Ginny and Kai have grown up in the shadow of Kai’s grandmother’s fear of the cold and evil things that lurk outside her protection. They get around her disapproving glares by meeting on their building’s rooftop, where climbing roses have grown to create a secret arbor where they can meet undetected.
But when Kai’s grandmother dies and a mysterious woman named Mora arrives along with the cold and ice, Kai is somehow mesmerized by her. When Kai and Mora disappear, Ginny believes the answer to finding them and bringing Kai back lies in his grandmother’s mysterious cookbook, which has spells and charms to ward off evil and clues to fighting the snow queen.
Cold Spell by Jackson Pearce is a modern re-imagining of Hans Christian Andersen’s tale “The Snow Queen.” Ginny’s odyssey takes her from the streets of Atlanta north into Tennessee, Kentucky and Minnesota.
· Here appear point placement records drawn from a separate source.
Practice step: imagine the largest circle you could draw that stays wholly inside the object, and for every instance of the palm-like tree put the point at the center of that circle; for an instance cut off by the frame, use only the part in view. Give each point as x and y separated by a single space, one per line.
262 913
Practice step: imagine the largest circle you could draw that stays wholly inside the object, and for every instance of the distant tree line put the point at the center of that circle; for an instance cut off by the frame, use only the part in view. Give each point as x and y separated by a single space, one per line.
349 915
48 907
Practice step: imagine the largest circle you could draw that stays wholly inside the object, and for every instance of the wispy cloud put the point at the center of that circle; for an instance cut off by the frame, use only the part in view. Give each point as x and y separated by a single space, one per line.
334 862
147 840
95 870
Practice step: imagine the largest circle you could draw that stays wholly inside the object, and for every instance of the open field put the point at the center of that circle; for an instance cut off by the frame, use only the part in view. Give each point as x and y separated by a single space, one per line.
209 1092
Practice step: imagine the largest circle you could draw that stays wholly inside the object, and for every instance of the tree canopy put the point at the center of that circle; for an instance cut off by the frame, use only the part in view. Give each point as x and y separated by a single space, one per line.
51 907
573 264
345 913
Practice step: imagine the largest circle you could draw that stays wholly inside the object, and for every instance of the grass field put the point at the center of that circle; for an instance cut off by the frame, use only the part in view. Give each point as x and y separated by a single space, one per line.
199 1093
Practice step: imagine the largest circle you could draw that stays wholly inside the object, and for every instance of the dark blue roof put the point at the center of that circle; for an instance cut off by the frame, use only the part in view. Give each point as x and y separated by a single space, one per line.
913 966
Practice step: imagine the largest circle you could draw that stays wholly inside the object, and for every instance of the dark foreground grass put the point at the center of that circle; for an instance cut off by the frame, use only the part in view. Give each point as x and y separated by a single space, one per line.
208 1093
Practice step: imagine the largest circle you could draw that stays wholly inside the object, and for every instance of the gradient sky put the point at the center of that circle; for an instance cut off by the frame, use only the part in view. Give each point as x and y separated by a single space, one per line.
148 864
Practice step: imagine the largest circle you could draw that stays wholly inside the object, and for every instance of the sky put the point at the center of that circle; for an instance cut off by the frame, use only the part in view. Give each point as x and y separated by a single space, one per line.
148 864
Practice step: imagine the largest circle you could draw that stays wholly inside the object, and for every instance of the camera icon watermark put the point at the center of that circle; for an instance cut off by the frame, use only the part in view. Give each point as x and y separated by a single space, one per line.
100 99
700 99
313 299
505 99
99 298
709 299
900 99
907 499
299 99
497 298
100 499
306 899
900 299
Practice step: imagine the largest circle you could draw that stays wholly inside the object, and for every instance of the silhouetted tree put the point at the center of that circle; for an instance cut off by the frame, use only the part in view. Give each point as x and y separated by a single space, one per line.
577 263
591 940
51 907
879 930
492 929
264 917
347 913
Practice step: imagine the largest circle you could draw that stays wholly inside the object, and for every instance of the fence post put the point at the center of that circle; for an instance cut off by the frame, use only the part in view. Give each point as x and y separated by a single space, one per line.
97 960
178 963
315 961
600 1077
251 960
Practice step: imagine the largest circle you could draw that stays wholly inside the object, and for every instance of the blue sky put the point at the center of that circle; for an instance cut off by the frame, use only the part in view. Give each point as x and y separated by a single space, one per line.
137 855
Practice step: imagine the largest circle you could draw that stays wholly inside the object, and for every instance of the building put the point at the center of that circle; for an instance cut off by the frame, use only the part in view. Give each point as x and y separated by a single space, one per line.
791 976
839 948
Tracking Mora she follows the bitter cold that trails where the snow queen hopes to hide. In Ginny’s travels she meets up with people who help her in her quest—a wealthy couple and a group of “travelers” who already know about the magical creatures Ginny is only just learning of. The cold Pearce describes has a tendency to get into your bones, so you may want to keep a cup of hot chocolate handy to warm yourself up as you read.
The story addresses issues of love, tenacity, courage, finding friendship in unlikely places, and having the strength to be yourself. I recommend it for mother-daughter book clubs with girls aged 14 and up.
The publisher gave me a copy of this book in exchange for my honest review.